Um ex-sócio da BR Brokers, que ficou na empresa entre 2008 e 2015, disse ao Valor em condição de anonimato que a queda da companhia foi resultado de uma combinação de problemas. Além do cenário econômico e da insegurança jurídica do país, ele apontou alguns erros que seriam estratégicos, como a rápida expansão sem considerar o ciclo do mercado, a gestão centralizada em um território muito extenso e a saída de antigos sócios. Segundo ele, a companhia não mostrou interesse em manter os sócios, que foram deixando a empresa.

O passivo trabalhista não foi um desafio exclusivo da Nexpe. “Outras imobiliárias também sofreram com processos. Todas passaram pelos menos problemas de insegurança jurídica em relação aos corretores autônomos”, disse. “No pico, chegamos a ter 17 mil corretores, mas no Brasil o cenário é desorganizado.”

A Associação Brasileira do Mercado Imobiliário (ABMI), o sindicato do mercado imobiliário de São Paulo (Secovi-SP) e a Abrainc disseram que não dispõem de informações sobre processos trabalhistas envolvendo incorporadoras e imobiliárias.

Entre 2017 e 2018, a Brasil Brokers tentou conter o passivo trabalhista com aportes financeiros e com o auxílio de uma auditoria independente. Em 2019, captou R$ 120 milhões com uma emissão de debêntures, que em 2021 foi usada para aumento de capital, via capitalização de créditos. O objetivo era usar o valor para saldar as dívidas trabalhistas, mas com a pandemia, parte do recurso foi usada para manter as operações.

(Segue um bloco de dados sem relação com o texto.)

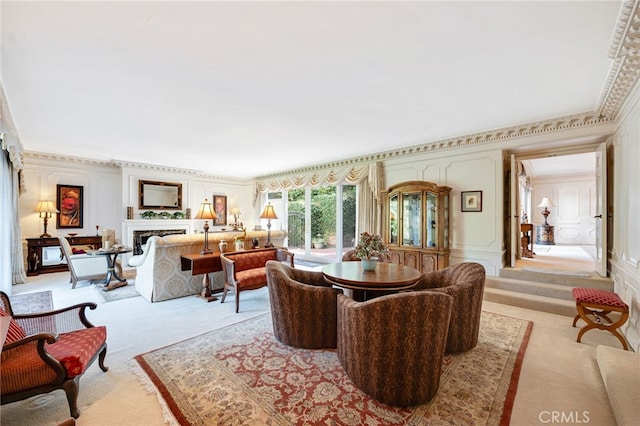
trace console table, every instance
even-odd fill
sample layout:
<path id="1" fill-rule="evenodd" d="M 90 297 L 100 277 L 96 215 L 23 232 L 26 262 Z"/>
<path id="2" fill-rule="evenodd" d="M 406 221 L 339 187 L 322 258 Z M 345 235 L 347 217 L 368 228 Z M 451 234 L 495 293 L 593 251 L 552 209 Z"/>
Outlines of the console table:
<path id="1" fill-rule="evenodd" d="M 102 237 L 95 236 L 74 236 L 65 237 L 69 241 L 69 245 L 73 246 L 91 246 L 93 250 L 102 247 Z M 49 272 L 68 271 L 66 263 L 62 261 L 57 265 L 42 265 L 42 248 L 43 247 L 59 247 L 60 241 L 57 237 L 50 238 L 27 238 L 27 276 L 46 274 Z M 62 260 L 62 259 L 61 259 Z"/>
<path id="2" fill-rule="evenodd" d="M 220 253 L 183 254 L 180 256 L 180 266 L 183 271 L 191 271 L 191 275 L 204 274 L 204 277 L 202 278 L 202 293 L 200 294 L 200 297 L 207 302 L 218 300 L 217 297 L 211 295 L 209 273 L 222 271 Z"/>

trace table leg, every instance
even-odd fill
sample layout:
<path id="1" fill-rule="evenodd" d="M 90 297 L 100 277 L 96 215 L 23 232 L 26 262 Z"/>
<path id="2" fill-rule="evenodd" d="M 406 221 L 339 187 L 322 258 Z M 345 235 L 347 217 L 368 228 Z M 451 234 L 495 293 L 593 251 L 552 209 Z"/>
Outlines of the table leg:
<path id="1" fill-rule="evenodd" d="M 107 277 L 104 280 L 104 291 L 111 291 L 119 287 L 127 285 L 127 280 L 120 278 L 116 272 L 116 259 L 119 253 L 107 254 Z M 111 283 L 111 280 L 115 278 L 116 282 Z"/>
<path id="2" fill-rule="evenodd" d="M 202 278 L 202 293 L 200 293 L 200 297 L 207 302 L 218 300 L 217 297 L 211 295 L 211 281 L 209 281 L 208 273 L 204 274 L 204 277 Z"/>

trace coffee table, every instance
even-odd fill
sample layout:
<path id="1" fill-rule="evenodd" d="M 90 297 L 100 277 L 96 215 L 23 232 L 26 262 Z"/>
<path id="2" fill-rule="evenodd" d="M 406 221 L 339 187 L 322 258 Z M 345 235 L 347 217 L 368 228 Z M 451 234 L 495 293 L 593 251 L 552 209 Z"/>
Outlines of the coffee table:
<path id="1" fill-rule="evenodd" d="M 93 255 L 102 255 L 107 256 L 107 276 L 104 279 L 104 291 L 111 291 L 119 287 L 124 287 L 127 285 L 127 280 L 124 278 L 120 278 L 118 276 L 118 272 L 116 272 L 116 259 L 119 255 L 123 253 L 130 253 L 133 250 L 129 247 L 121 247 L 121 248 L 111 248 L 111 249 L 100 249 L 89 252 L 89 254 Z M 115 282 L 111 282 L 111 280 L 115 278 Z"/>
<path id="2" fill-rule="evenodd" d="M 363 301 L 375 292 L 393 292 L 415 286 L 422 273 L 395 263 L 379 262 L 373 271 L 365 271 L 361 262 L 330 263 L 321 269 L 325 280 L 338 287 L 354 290 L 354 300 Z M 367 294 L 373 292 L 373 294 Z"/>

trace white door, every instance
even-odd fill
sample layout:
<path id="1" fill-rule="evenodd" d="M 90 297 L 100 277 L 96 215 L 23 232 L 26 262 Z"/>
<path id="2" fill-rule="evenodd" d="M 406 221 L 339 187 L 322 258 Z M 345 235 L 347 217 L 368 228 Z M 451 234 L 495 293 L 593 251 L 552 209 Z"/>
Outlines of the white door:
<path id="1" fill-rule="evenodd" d="M 518 250 L 520 250 L 520 219 L 518 212 L 518 168 L 516 167 L 516 156 L 511 154 L 511 173 L 509 174 L 509 220 L 505 226 L 511 229 L 511 267 L 516 267 Z"/>
<path id="2" fill-rule="evenodd" d="M 607 144 L 596 150 L 596 272 L 607 276 Z"/>

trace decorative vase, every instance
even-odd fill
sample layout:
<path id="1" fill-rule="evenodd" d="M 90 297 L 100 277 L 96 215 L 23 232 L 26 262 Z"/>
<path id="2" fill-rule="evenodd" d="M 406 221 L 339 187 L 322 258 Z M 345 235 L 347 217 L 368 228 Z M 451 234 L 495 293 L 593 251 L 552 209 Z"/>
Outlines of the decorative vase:
<path id="1" fill-rule="evenodd" d="M 378 265 L 378 259 L 362 259 L 362 269 L 365 271 L 374 271 Z"/>

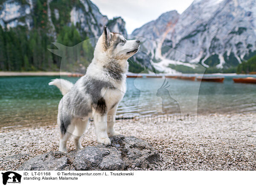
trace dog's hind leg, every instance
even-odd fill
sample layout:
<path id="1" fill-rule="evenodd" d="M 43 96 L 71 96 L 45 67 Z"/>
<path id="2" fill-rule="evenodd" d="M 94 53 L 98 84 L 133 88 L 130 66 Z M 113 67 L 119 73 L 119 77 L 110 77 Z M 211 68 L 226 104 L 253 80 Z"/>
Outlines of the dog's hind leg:
<path id="1" fill-rule="evenodd" d="M 61 135 L 61 139 L 60 140 L 60 146 L 58 151 L 67 153 L 67 142 L 70 137 L 71 134 L 69 132 L 67 132 L 65 134 Z"/>
<path id="2" fill-rule="evenodd" d="M 117 105 L 116 105 L 108 112 L 107 131 L 108 137 L 112 137 L 112 136 L 120 134 L 119 132 L 116 132 L 114 129 L 114 125 L 116 122 L 116 112 L 117 108 Z"/>
<path id="3" fill-rule="evenodd" d="M 68 115 L 63 115 L 63 113 L 58 113 L 57 122 L 60 127 L 61 139 L 59 151 L 65 153 L 67 150 L 67 142 L 74 131 L 74 126 L 72 124 L 72 119 Z"/>
<path id="4" fill-rule="evenodd" d="M 90 123 L 89 117 L 83 118 L 77 118 L 73 120 L 75 125 L 75 130 L 73 133 L 75 148 L 76 150 L 81 150 L 84 148 L 81 144 L 80 138 L 85 131 L 89 129 Z"/>

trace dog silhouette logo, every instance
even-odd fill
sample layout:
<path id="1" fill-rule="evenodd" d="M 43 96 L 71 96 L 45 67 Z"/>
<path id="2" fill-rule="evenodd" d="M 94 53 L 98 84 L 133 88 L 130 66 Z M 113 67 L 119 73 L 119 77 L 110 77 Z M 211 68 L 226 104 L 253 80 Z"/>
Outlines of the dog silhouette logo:
<path id="1" fill-rule="evenodd" d="M 20 183 L 21 175 L 12 171 L 8 171 L 2 173 L 3 174 L 3 184 L 6 185 L 8 183 Z"/>

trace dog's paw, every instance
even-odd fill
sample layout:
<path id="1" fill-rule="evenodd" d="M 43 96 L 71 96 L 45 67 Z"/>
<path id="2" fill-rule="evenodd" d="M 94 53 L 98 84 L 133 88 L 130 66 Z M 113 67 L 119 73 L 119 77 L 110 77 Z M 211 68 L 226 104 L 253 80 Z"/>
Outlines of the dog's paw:
<path id="1" fill-rule="evenodd" d="M 67 150 L 66 148 L 59 148 L 58 151 L 60 152 L 63 152 L 64 153 L 67 153 Z"/>
<path id="2" fill-rule="evenodd" d="M 110 140 L 108 138 L 100 138 L 98 140 L 98 142 L 104 145 L 109 145 L 111 144 L 111 141 L 110 141 Z"/>
<path id="3" fill-rule="evenodd" d="M 120 132 L 117 132 L 115 131 L 108 133 L 108 137 L 112 137 L 115 136 L 117 136 L 118 135 L 120 134 L 121 134 L 121 133 Z"/>

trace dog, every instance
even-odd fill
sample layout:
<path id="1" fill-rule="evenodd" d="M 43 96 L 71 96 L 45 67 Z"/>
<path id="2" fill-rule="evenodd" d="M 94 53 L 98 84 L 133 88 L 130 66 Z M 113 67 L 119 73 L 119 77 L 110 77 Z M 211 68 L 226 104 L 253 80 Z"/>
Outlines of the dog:
<path id="1" fill-rule="evenodd" d="M 76 149 L 83 148 L 80 137 L 89 128 L 92 117 L 99 143 L 110 145 L 109 137 L 119 134 L 114 125 L 118 104 L 125 92 L 127 60 L 137 52 L 140 42 L 126 40 L 121 34 L 111 32 L 105 26 L 103 30 L 84 76 L 74 84 L 63 79 L 49 83 L 57 86 L 63 95 L 57 116 L 61 152 L 67 152 L 67 142 L 71 136 Z"/>

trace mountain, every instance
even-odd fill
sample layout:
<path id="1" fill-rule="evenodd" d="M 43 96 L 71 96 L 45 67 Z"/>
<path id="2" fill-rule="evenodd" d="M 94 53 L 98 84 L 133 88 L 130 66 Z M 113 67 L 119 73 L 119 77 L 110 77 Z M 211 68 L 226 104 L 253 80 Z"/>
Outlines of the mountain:
<path id="1" fill-rule="evenodd" d="M 181 15 L 164 13 L 132 35 L 144 38 L 142 48 L 160 71 L 232 68 L 256 54 L 256 2 L 195 0 Z"/>
<path id="2" fill-rule="evenodd" d="M 48 50 L 51 43 L 74 46 L 100 35 L 105 25 L 127 34 L 121 17 L 109 20 L 89 0 L 1 0 L 0 70 L 57 70 L 61 58 Z M 90 41 L 83 49 L 90 50 L 95 40 Z"/>

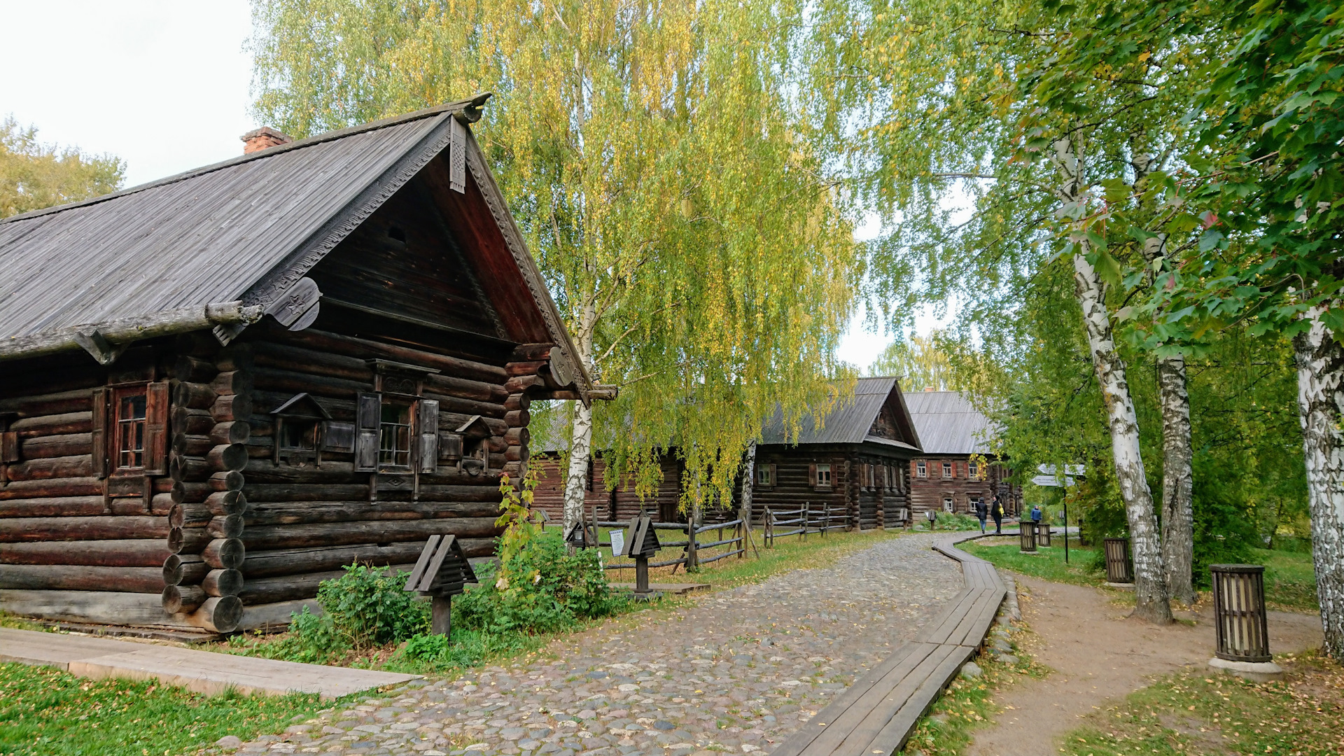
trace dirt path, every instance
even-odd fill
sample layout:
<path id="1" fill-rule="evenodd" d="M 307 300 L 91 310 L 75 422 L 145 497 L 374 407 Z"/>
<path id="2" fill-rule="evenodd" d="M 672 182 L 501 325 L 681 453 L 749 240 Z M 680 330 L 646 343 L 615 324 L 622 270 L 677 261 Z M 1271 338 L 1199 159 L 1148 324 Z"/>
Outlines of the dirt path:
<path id="1" fill-rule="evenodd" d="M 1055 670 L 1044 679 L 1024 679 L 997 698 L 1005 710 L 977 733 L 970 756 L 1040 756 L 1055 753 L 1055 740 L 1109 698 L 1148 685 L 1150 677 L 1187 665 L 1203 666 L 1214 655 L 1211 613 L 1180 615 L 1193 627 L 1153 627 L 1126 619 L 1128 608 L 1105 592 L 1017 576 L 1023 620 L 1032 632 L 1021 646 L 1036 662 Z M 1270 650 L 1275 654 L 1318 647 L 1321 624 L 1314 615 L 1270 612 Z"/>

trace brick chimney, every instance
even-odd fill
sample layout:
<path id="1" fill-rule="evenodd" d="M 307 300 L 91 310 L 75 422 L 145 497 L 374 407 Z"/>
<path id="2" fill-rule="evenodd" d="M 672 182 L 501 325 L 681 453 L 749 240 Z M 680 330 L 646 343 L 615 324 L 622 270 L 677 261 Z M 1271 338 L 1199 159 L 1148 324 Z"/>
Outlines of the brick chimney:
<path id="1" fill-rule="evenodd" d="M 253 129 L 245 133 L 241 139 L 243 140 L 243 155 L 251 155 L 253 152 L 259 152 L 267 147 L 278 147 L 281 144 L 294 141 L 289 136 L 282 135 L 270 126 Z"/>

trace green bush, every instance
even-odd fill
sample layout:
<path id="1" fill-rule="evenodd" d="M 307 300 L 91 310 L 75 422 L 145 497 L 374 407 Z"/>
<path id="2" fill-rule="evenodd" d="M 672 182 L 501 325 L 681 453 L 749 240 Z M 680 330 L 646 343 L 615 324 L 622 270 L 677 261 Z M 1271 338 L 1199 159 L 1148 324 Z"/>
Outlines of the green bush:
<path id="1" fill-rule="evenodd" d="M 478 570 L 480 585 L 453 601 L 453 623 L 491 634 L 555 632 L 607 616 L 621 605 L 597 549 L 569 553 L 559 530 L 532 533 L 505 547 L 499 566 Z"/>
<path id="2" fill-rule="evenodd" d="M 345 574 L 317 588 L 321 615 L 304 607 L 290 615 L 289 636 L 266 648 L 267 656 L 324 662 L 348 651 L 399 643 L 429 630 L 429 603 L 403 591 L 406 573 L 349 565 Z"/>

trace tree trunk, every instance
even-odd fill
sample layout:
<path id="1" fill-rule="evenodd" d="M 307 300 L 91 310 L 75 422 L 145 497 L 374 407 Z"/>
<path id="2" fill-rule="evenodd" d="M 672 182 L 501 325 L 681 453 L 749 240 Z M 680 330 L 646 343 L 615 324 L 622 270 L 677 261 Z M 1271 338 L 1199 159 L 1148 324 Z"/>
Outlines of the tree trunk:
<path id="1" fill-rule="evenodd" d="M 1293 336 L 1297 406 L 1306 457 L 1306 500 L 1312 514 L 1312 560 L 1321 603 L 1325 651 L 1344 659 L 1344 348 L 1306 313 L 1309 331 Z"/>
<path id="2" fill-rule="evenodd" d="M 597 326 L 597 308 L 590 300 L 583 308 L 578 332 L 578 359 L 589 369 L 589 375 L 597 379 L 597 366 L 593 365 L 593 330 Z M 587 490 L 587 468 L 593 456 L 593 406 L 574 402 L 574 428 L 570 434 L 570 468 L 564 476 L 564 530 L 569 533 L 575 522 L 583 519 L 583 492 Z"/>
<path id="3" fill-rule="evenodd" d="M 755 486 L 755 439 L 747 444 L 746 461 L 742 465 L 742 518 L 746 527 L 751 527 L 751 490 Z"/>
<path id="4" fill-rule="evenodd" d="M 1059 168 L 1062 178 L 1059 198 L 1067 209 L 1083 200 L 1086 188 L 1083 164 L 1068 137 L 1056 141 L 1054 148 L 1051 160 Z M 1165 624 L 1172 621 L 1172 609 L 1167 596 L 1157 518 L 1153 514 L 1153 494 L 1148 488 L 1144 457 L 1140 455 L 1138 420 L 1134 417 L 1134 404 L 1125 378 L 1125 361 L 1116 350 L 1101 277 L 1087 261 L 1089 245 L 1086 239 L 1078 239 L 1075 243 L 1078 252 L 1074 254 L 1074 284 L 1093 365 L 1097 369 L 1097 382 L 1106 405 L 1116 480 L 1129 521 L 1130 552 L 1134 557 L 1134 616 Z"/>
<path id="5" fill-rule="evenodd" d="M 1159 401 L 1163 406 L 1163 564 L 1167 591 L 1189 605 L 1195 595 L 1195 511 L 1191 504 L 1189 394 L 1185 393 L 1185 358 L 1157 358 Z"/>

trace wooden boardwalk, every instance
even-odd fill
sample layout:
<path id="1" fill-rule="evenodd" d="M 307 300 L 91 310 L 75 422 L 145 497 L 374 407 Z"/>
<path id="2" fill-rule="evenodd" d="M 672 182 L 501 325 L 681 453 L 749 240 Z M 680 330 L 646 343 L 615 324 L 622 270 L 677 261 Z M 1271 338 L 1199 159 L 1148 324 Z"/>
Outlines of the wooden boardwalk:
<path id="1" fill-rule="evenodd" d="M 157 679 L 210 695 L 234 689 L 245 694 L 317 693 L 323 700 L 419 677 L 3 627 L 0 662 L 56 667 L 95 679 Z"/>
<path id="2" fill-rule="evenodd" d="M 770 756 L 891 756 L 919 717 L 984 643 L 1007 589 L 993 565 L 957 547 L 980 533 L 949 535 L 934 549 L 961 562 L 965 589 L 910 643 L 863 675 Z"/>

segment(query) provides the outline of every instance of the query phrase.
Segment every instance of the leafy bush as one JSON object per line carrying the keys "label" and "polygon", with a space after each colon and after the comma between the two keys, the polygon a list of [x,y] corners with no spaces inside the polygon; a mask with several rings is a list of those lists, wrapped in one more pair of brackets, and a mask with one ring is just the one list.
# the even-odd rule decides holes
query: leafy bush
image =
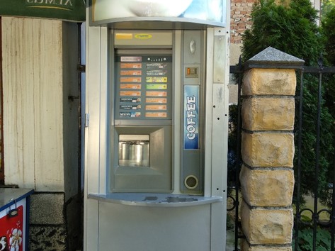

“Durante esse período, as requerentes chegaram a não gerar receita por quase três meses, impactando de forma avassaladora seu caixa”, segundo o pedido de recuperação judicial. Com a queda de lançamentos imobiliários no início da pandemia, a receita que vinha das vendas dos imóveis novos, então sua principal fonte de renda, chegou a cair 95%.

A empresa buscou novos recursos com financiamento bancário. Também foi feito o aumento de capital social de R$ 55 milhões no início de 2022, além de novas operações de mútuo junto aos acionistas.

A empresa tinha uma dívida líquida de R$ 28 milhões no acumulado dos primeiros nove meses de 2022, comparado a caixa líquido de R$ 25,4 milhões no mesmo intervalo de 2021.

As dificuldades se refletiram na liquidez das ações da companhia. Em 2013, a média anual do volume financeiro da B3 atingiu o pico de R$ 8,54 milhões, despencou para R$ 683 mil em 2022 e passou para R$ 161 mil nos dois primeiros meses de 2023, até o dia 23 de fevereiro, de acordo com levantamento do Valor Data.